Shaelyn Silverman is presenting a poster on Measuring Ancient Air Pressure Using Fossilized Cyanobacteria (Abstract ID 121646) on work that is part of her Senior Thesis at CU Boulder together with Sanjoy Som (NASA Ames). Allison Lee is presenting a poster on how Iron availability influences 15N-isotope fractionation during nitrogen fixation by aerobic chemoheterotroph Azotobacter vinelandii (Abstract ID 184186) on work that is part of her undergraduate research in Xinning Zhang’s new lab at Princeton University. First time at AGU, congratulations to both and have a great time at the conference!
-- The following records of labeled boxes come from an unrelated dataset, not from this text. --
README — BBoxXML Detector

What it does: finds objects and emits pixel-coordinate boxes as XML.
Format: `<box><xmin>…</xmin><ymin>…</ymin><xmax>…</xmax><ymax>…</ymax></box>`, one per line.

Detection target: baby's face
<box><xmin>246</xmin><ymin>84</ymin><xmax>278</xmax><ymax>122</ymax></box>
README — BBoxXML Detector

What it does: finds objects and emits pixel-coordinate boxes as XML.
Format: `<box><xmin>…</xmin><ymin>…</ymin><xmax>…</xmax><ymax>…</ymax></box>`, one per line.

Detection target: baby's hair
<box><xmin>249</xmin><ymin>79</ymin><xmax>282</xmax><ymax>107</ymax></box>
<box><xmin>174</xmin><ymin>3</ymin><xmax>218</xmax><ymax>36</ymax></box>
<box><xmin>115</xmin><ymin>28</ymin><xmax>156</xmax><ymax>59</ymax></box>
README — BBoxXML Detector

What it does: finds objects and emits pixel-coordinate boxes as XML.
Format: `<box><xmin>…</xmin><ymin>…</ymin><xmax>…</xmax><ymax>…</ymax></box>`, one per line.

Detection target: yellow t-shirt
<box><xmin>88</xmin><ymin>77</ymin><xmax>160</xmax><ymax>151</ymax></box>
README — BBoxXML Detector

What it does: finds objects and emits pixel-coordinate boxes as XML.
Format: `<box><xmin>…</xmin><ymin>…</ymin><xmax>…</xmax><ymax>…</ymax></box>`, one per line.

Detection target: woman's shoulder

Our new gas-chromatograph (GC) isotope ratio mass spectrometer (IRMS) is getting installed and we are looking forward to getting everything up an running. This is one of the instruments housed in the Organic Geochemistry Laboratory (OGL) in the new Sustainability, Energy and Environment Complex (SEEC). The OGL is a shared space with Julio Sepúlveda and Gifford Miller that provides a fantastic environment for all types of organic geochemistry research. The new GC-IRMS will complement the existing instrumentation and analytical tools acquired by Julio (an LC-Orbitrap and GC-triple quadrupole) and will allow us to determine the isotopic composition of specific organic compounds buy coupling the separating power of a gas chromatograph via a combustion/pyrolysis interface to the precision of an isotope ratio mass spectrometer.
The Geomicrobial Physiology culturing lab in the Benson Earth Sciences building is officially under construction with renovations scheduled to finish at the end of the year. We look forward to moving in and getting everything up and running early in the new year.